Yeni tip koronavirüs (COVID-19) salgını ekonomik, sosyal ve siyasal yapılara oldukça büyük zararlar verdi. Buna ek olarak, dijitalleşme ve sanallaşma trendleri, sosyal mesafe ve sokağa çıkma yasakları gibi alınan önlemler doğrultusunda salgın boyunca daha da görünürlük kazandı. Fırsatı olan çalışanlar büyük oranda uzaktan çalışmak zorunda kaldı, tüm konferanslar, toplantılar ve görüşmeler sanal ortama aktarıldı. Fakat tüm bunları gerçekleştirirken sistemlerimiz gerçekten güvenilir, dirençli ve saldırılara karşı dayanıklı bir halde miydi? Hastanelerden hasta bilgileri gibi özel bilgilerin çalınması, video-konferans uygulamalarındaki güvenlik açıkları aslında siber güvenliğin yeniden keşfedilmesine de sebep oldu. Nitekim, salgın tüm hızıyla devam ederken, siber saldırganlar, verilerin gizliliğine, bütünlüğüne ve kullanılabilirliğine zarar vererek, onları ele geçebilmek için her yolu denedi [1].

Tüm bu gelişmeler değişen iş süreçlerinin ve iş yapma kültürünün, teknolojik gelişmeler ve siber güvenlik önlemleri çerçevesinde yeniden gözden geçirilmesi gerektiğine işaret ediyor. Nitekim, COVID-19’un hayatımıza getirmiş olduğu hızlı ve yeni değişiklikler nedeniyle, işgücünün büyük bir kısmı kendini dijital ortama taşıyor. Birçok şirket bu hızlı değişimin ardından, var olan ve potansiyel siber zafiyetlere karşı kendine geçici korunma önlemleri edindi. Ancak, bu geçici çözümlerin farkına varan siber suçlular siber güvenlik politikalarını zorlayacak ve onların ihlal edilmelerine neden olacak yolları aramaya başladı bile [2].

Bazı güvenlik firmalarının analizlerine göre, yeni tip koronavirüs bilgi güvenliği üzerinde oldukça önemli bir etki yarattı ve saldırganlar pandemi ile öne çıkan kaos, infodemi ve toplumsal krizi kendi lehlerine kullanmaktan çekinmedi. Bazı şirketlerin araştırmalarına göre, salgın süresince yaşanan siber saldırı olayları analiz edildiğinde saldırganların iki ana metodu kullanma eğilimi ortaya çıkıyor: kötücül e-posta saldırıları ve kullanıcıların kimlik bilgilerine yapılan saldırılar[3].  

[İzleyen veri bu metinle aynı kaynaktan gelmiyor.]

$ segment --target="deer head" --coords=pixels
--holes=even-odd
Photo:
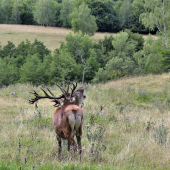
[[[61,90],[62,94],[60,96],[55,96],[48,88],[48,92],[47,93],[42,87],[41,90],[44,92],[44,96],[39,95],[36,91],[31,92],[32,94],[34,94],[35,98],[30,99],[29,103],[30,104],[34,104],[35,102],[37,102],[40,99],[53,99],[52,102],[55,102],[54,106],[55,107],[59,107],[62,103],[63,105],[68,105],[68,104],[75,104],[78,106],[83,107],[84,105],[84,99],[86,98],[86,95],[84,94],[84,87],[80,87],[78,90],[75,91],[75,89],[77,88],[77,83],[69,83],[65,80],[65,82],[67,83],[67,90],[65,90],[64,88],[62,88],[61,86],[59,86],[58,84],[56,84],[59,89]],[[72,87],[71,87],[72,85]],[[69,89],[71,88],[71,93],[69,93]],[[36,104],[37,106],[37,104]]]

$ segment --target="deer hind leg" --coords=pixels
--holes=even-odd
[[[62,151],[61,138],[57,134],[56,134],[56,138],[58,141],[58,159],[59,159],[59,161],[61,161],[61,151]]]
[[[80,159],[80,161],[81,161],[81,153],[82,153],[81,136],[82,136],[82,126],[80,126],[79,131],[76,134],[77,144],[78,144],[78,149],[79,149],[79,159]]]
[[[73,146],[74,160],[76,160],[77,144],[72,136],[68,137],[68,160],[70,160],[70,146]]]

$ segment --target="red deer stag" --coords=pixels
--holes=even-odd
[[[29,103],[33,104],[39,99],[44,98],[53,99],[52,101],[55,102],[54,106],[58,107],[53,116],[53,127],[56,132],[56,138],[58,140],[59,161],[61,161],[61,139],[67,139],[68,141],[68,159],[70,158],[70,145],[73,146],[74,159],[76,158],[75,154],[77,151],[77,144],[74,141],[75,135],[77,138],[79,156],[81,161],[83,110],[79,106],[81,104],[84,105],[83,100],[86,98],[86,95],[84,95],[84,87],[80,87],[78,90],[75,91],[77,83],[70,83],[73,86],[72,88],[67,81],[66,83],[68,84],[67,91],[56,84],[62,92],[62,95],[60,95],[59,97],[54,96],[54,94],[48,88],[47,90],[51,95],[49,95],[43,88],[41,88],[45,96],[40,96],[35,91],[31,92],[32,94],[34,94],[35,98],[29,100]],[[71,88],[71,93],[69,93],[69,88]]]

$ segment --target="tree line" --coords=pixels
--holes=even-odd
[[[58,17],[51,11],[52,8],[44,9],[45,6],[41,6],[42,2],[48,2],[49,7],[50,1],[53,2],[53,7],[58,7]],[[12,18],[22,21],[23,14],[25,19],[29,20],[31,17],[28,16],[32,16],[32,21],[41,24],[50,24],[53,21],[51,24],[72,27],[75,32],[66,35],[66,42],[53,53],[38,40],[33,43],[26,40],[17,47],[13,42],[8,42],[4,47],[0,46],[0,86],[25,82],[52,85],[63,79],[81,82],[82,77],[86,83],[100,83],[120,77],[158,74],[170,69],[170,1],[0,0],[0,3],[1,9],[4,9],[0,10],[1,21],[3,17],[8,22],[11,22]],[[18,5],[15,5],[17,3]],[[25,7],[22,6],[24,3]],[[136,9],[133,15],[132,6]],[[143,7],[143,12],[142,8],[137,6]],[[27,7],[30,9],[28,16],[24,13],[26,10],[23,10],[23,13],[21,10]],[[46,14],[43,17],[39,15],[41,10]],[[7,12],[6,15],[2,15],[2,11]],[[14,11],[19,11],[20,17],[13,15]],[[48,23],[51,14],[55,14],[55,20]],[[37,19],[40,17],[40,20],[35,21],[34,15]],[[132,24],[132,16],[138,18],[135,20],[138,20],[136,27]],[[117,22],[113,22],[112,19],[116,19]],[[90,37],[96,28],[101,31],[109,28],[113,31],[114,28],[118,28],[117,24],[121,29],[128,29],[120,31],[114,37],[105,36],[97,43]],[[156,29],[157,37],[149,35],[144,39],[142,35],[133,31],[132,25],[140,30]]]
[[[65,40],[53,53],[36,39],[33,43],[23,41],[17,47],[8,41],[0,48],[0,86],[26,82],[53,85],[63,79],[81,82],[82,58],[87,65],[86,83],[170,69],[170,50],[163,38],[149,35],[145,40],[142,35],[125,30],[97,43],[81,31],[69,33]]]
[[[0,23],[65,27],[89,35],[124,29],[148,33],[139,20],[144,5],[144,0],[0,0]]]

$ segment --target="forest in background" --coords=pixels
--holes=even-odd
[[[26,82],[35,85],[53,85],[63,79],[100,83],[148,73],[161,74],[170,69],[170,2],[168,1],[1,0],[0,2],[1,8],[4,7],[2,4],[7,2],[12,4],[10,5],[11,12],[8,4],[8,10],[6,10],[8,14],[3,15],[6,16],[6,20],[4,18],[6,23],[14,24],[13,21],[16,21],[18,24],[24,24],[22,23],[21,7],[25,4],[30,8],[32,24],[63,26],[72,28],[74,31],[74,33],[66,35],[65,42],[54,51],[47,49],[43,42],[37,39],[32,43],[28,40],[22,41],[17,47],[9,41],[7,45],[0,48],[0,86]],[[44,5],[45,3],[48,5]],[[55,9],[55,11],[58,11],[58,17],[50,8],[56,6],[58,10]],[[136,28],[158,30],[157,39],[150,35],[144,40],[142,35],[136,33],[141,31],[132,29],[130,16],[132,16],[133,6],[136,9],[133,16],[138,21]],[[143,7],[143,9],[139,10],[137,6]],[[68,7],[72,10],[69,11]],[[5,12],[5,7],[3,9]],[[68,11],[69,13],[66,15]],[[114,15],[112,15],[113,13]],[[49,20],[50,14],[55,14],[55,16]],[[23,21],[28,18],[31,19],[31,17],[25,17]],[[116,19],[117,22],[111,18]],[[55,25],[55,22],[61,25]],[[25,24],[31,24],[31,22]],[[106,28],[110,28],[110,31],[116,31],[112,29],[112,26],[116,29],[119,28],[116,36],[106,36],[99,42],[94,42],[90,37],[96,30],[108,31]]]
[[[144,4],[145,0],[0,0],[0,23],[64,27],[92,34],[124,29],[149,33],[139,21]]]

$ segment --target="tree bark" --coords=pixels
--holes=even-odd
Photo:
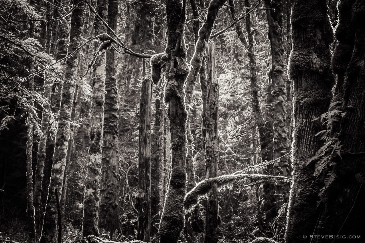
[[[108,23],[114,31],[117,30],[118,2],[109,0]],[[121,232],[119,197],[120,178],[118,157],[119,106],[116,81],[117,53],[109,48],[106,54],[105,106],[103,141],[101,183],[100,185],[100,227],[111,233],[116,229]]]
[[[283,39],[283,4],[281,0],[265,0],[265,3],[271,50],[272,67],[269,76],[272,82],[271,94],[274,104],[272,110],[273,158],[278,159],[274,162],[273,172],[274,175],[289,177],[289,156],[287,154],[289,152],[289,141],[287,131],[285,87],[287,77],[284,64],[285,51]],[[271,194],[275,195],[272,199],[274,200],[276,212],[277,212],[281,206],[278,202],[287,201],[289,186],[287,183],[280,185],[276,185],[273,189]],[[276,216],[276,214],[271,216]]]
[[[152,84],[142,83],[139,106],[138,138],[138,191],[136,198],[138,210],[137,239],[150,241],[151,232],[151,115]]]
[[[80,1],[79,0],[74,0],[73,5]],[[74,51],[81,42],[84,9],[84,4],[79,4],[71,14],[70,41],[67,51],[69,54]],[[72,80],[77,77],[78,57],[78,55],[77,54],[66,60],[64,80]],[[55,190],[61,191],[62,189],[67,146],[70,139],[70,124],[74,91],[74,81],[64,83],[59,111],[58,124],[56,133],[53,165],[48,189],[42,233],[40,241],[41,243],[54,242],[57,239],[57,209],[54,192]]]
[[[46,83],[47,76],[45,77],[44,94],[46,99],[43,104],[42,119],[41,122],[42,133],[39,138],[37,152],[37,165],[34,179],[34,208],[36,226],[37,230],[41,228],[42,223],[42,195],[44,177],[44,170],[46,161],[46,148],[47,146],[47,132],[49,123],[49,112],[51,110],[50,98],[52,86]]]
[[[107,21],[107,0],[98,0],[96,10],[100,18]],[[103,33],[104,30],[99,20],[96,20],[94,33],[96,36]],[[95,54],[98,56],[94,64],[92,81],[89,159],[85,180],[82,218],[82,236],[84,237],[89,235],[99,236],[99,235],[98,227],[103,157],[106,56],[105,50],[99,49],[99,43],[96,43],[94,47]]]
[[[207,68],[207,106],[205,125],[206,178],[218,176],[218,110],[219,85],[215,66],[215,45],[210,42],[206,47]],[[213,186],[209,193],[205,207],[205,243],[218,242],[218,201],[217,186]]]
[[[307,165],[320,146],[315,134],[325,127],[318,120],[327,111],[334,78],[330,67],[332,28],[326,0],[296,0],[292,6],[293,49],[289,76],[293,84],[293,182],[287,214],[287,242],[307,242],[320,216],[319,183],[314,163]],[[320,36],[319,38],[318,37]]]
[[[185,223],[186,190],[186,123],[184,86],[189,73],[184,38],[186,0],[166,0],[167,44],[165,99],[169,103],[171,134],[171,174],[159,233],[160,243],[175,243]]]

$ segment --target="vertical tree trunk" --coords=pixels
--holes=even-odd
[[[139,106],[138,138],[138,191],[136,195],[138,210],[138,239],[150,241],[151,232],[151,115],[152,84],[142,83]]]
[[[251,6],[250,0],[245,0],[245,3],[248,7]],[[232,11],[232,10],[231,10]],[[251,90],[251,105],[253,115],[258,130],[261,148],[261,162],[272,160],[273,153],[270,144],[272,137],[272,129],[269,120],[265,121],[260,106],[259,99],[259,87],[257,84],[257,67],[254,52],[254,39],[251,27],[251,14],[249,13],[249,9],[246,10],[246,26],[248,39],[248,49],[247,51],[250,62],[250,80]],[[237,30],[237,29],[236,29]],[[237,33],[239,36],[243,34]],[[244,38],[242,38],[243,39]],[[241,41],[243,42],[243,40]],[[272,174],[272,165],[269,165],[265,169],[264,173]],[[262,211],[266,212],[265,218],[269,221],[276,214],[276,208],[274,202],[272,199],[272,193],[273,190],[273,185],[270,182],[265,182],[263,185],[264,189],[264,203],[262,205]]]
[[[272,62],[269,75],[272,82],[271,94],[274,104],[272,111],[273,158],[278,159],[274,162],[273,172],[274,175],[289,177],[289,156],[287,154],[289,152],[289,140],[287,132],[285,92],[287,77],[284,65],[285,51],[283,39],[283,4],[281,0],[265,0],[265,3],[266,8]],[[278,202],[287,201],[289,195],[289,186],[285,183],[281,186],[276,185],[274,189],[271,193],[275,195],[273,199],[276,204],[276,211],[277,212],[280,207]],[[275,216],[276,214],[272,216]]]
[[[171,174],[159,233],[160,243],[177,242],[185,223],[186,190],[186,122],[184,86],[189,68],[184,38],[186,0],[166,0],[167,44],[165,101],[169,103],[171,134]]]
[[[116,32],[118,2],[115,0],[109,0],[108,2],[108,23],[112,29]],[[100,227],[110,231],[112,235],[116,229],[118,232],[121,232],[119,210],[120,179],[118,146],[119,106],[116,78],[118,65],[117,53],[114,49],[109,48],[107,50],[106,58],[106,93],[103,137]]]
[[[42,120],[41,123],[42,133],[39,138],[37,152],[37,166],[35,169],[34,180],[34,208],[35,215],[37,230],[40,228],[42,223],[42,195],[44,176],[43,170],[46,160],[46,147],[47,145],[47,132],[49,122],[49,112],[51,110],[50,97],[52,86],[46,83],[47,76],[45,75],[44,95],[46,101],[43,104]],[[47,85],[48,84],[48,85]]]
[[[80,0],[74,0],[73,5],[80,1]],[[71,14],[70,41],[67,50],[69,54],[74,51],[81,42],[84,8],[84,4],[79,4]],[[72,80],[77,77],[78,65],[78,54],[74,55],[66,60],[64,80]],[[54,192],[55,190],[61,191],[62,189],[67,146],[70,139],[70,124],[74,90],[74,81],[64,83],[56,133],[53,165],[48,189],[46,210],[40,242],[41,243],[54,242],[57,239],[57,209]]]
[[[207,66],[207,107],[205,126],[206,135],[205,146],[206,178],[218,176],[218,110],[219,85],[215,67],[215,45],[210,42],[206,47]],[[213,186],[208,196],[205,207],[205,243],[218,242],[218,201],[217,186]]]
[[[313,176],[315,165],[307,164],[320,146],[315,134],[325,129],[313,118],[327,111],[332,96],[330,45],[333,33],[326,0],[296,0],[292,9],[289,76],[294,84],[294,171],[285,238],[287,242],[301,242],[308,241],[304,235],[313,234],[320,211],[317,207],[319,183]]]
[[[342,0],[338,7],[338,42],[332,63],[338,79],[333,102],[341,100],[336,109],[346,113],[332,128],[343,152],[332,159],[335,164],[326,175],[337,178],[322,198],[325,209],[318,233],[359,235],[365,217],[365,29],[358,24],[365,20],[365,3]]]
[[[164,93],[161,92],[160,100],[161,101],[160,104],[160,130],[159,134],[158,143],[158,167],[159,174],[160,174],[159,181],[158,182],[158,200],[159,208],[162,212],[164,208],[164,179],[165,178],[165,157],[164,155],[164,147],[165,144],[165,136],[164,131],[165,130],[165,106],[164,102]]]
[[[34,61],[31,58],[32,63],[31,70],[34,69]],[[33,90],[34,77],[29,78],[29,89]],[[29,229],[29,238],[33,239],[35,236],[35,219],[34,206],[33,204],[33,113],[32,107],[33,106],[33,98],[30,98],[28,109],[28,116],[27,119],[27,217]]]
[[[96,10],[99,18],[107,20],[108,0],[98,0]],[[96,19],[94,35],[104,33],[104,28],[98,19]],[[104,102],[105,98],[106,54],[105,50],[99,49],[99,43],[94,47],[98,55],[94,64],[92,76],[89,156],[84,198],[82,236],[99,236],[99,202],[100,200],[100,180],[103,157],[103,137],[104,128]],[[101,53],[97,53],[97,52]]]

COVID-19 Siber Riskleri Nasıl Arttırdı?

Sosyal etkinlikler, dolaşım ve seyahat kısıtlamaları arttıkça, saldırganlar dijital dünyadaki faaliyetlerini arttırdı. Okulların kapanmasıyla online olarak devam eden eğitim ve şirketler toplantıları dijital araçlar kullanılarak devam etti. Ayrıca evdeki boş zamanlarında insanlar, internet üzerinden alışveriş yaptı, kitap okudu ve sosyalleşti. Dijital alanda yoğunlaşan aktiviteler siber güvenlik kuralları ve operasyonları üzerinde büyük bir baskı ve stres oluşturdu.

Araştırmalara göre, artan dijital faaliyetler çerçevesinde göze çarpan başlıca siber güvenlik açıkları aşağıdaki gibi sıralanıyor:

  1. Evden çalışmak siber saldırılara tam anlamıyla bir davetiye çıkarmış oldu. Evden çalışmaya yönelik düzenlemelere doğru yapılan hızlı geçiş, uzun süredir siber güvenlik açısından zaten var olan zorlukları daha da arttırdı. VPN kullanmayan kişiler tarafından güvenli olmayan verilerin aktarılması, risk azaltma davranışlarının uygulanmasında büyük bir ölçüde zayıflama gibi faktörler ön plana çıktı. Home Office çalışanlar, verilere ve sistemlere ne kadar çok erişmeye çalışırlarsa, şirketler riskli fakat geçici çözümleri bir o kadar fazla kullanmaya devam etmek zorunda kalacaklar. Bu durumda, siber güvenlik ekibinde olan kişilerin uzaktan çalışma sistemlerini daha güvenli bir hale getirmeleri, VPN’leri ve diğer kullanılan araçları test edip ölçeklendirmeleri gerekiyor. Ayrıca çalışanların internete bağlanabilen kanallar aracılığı ile kritik altyapılara güvenli bir şekilde bağlanabilmeleri için erişim politikalarının tekrardan incelemek gerekiyor.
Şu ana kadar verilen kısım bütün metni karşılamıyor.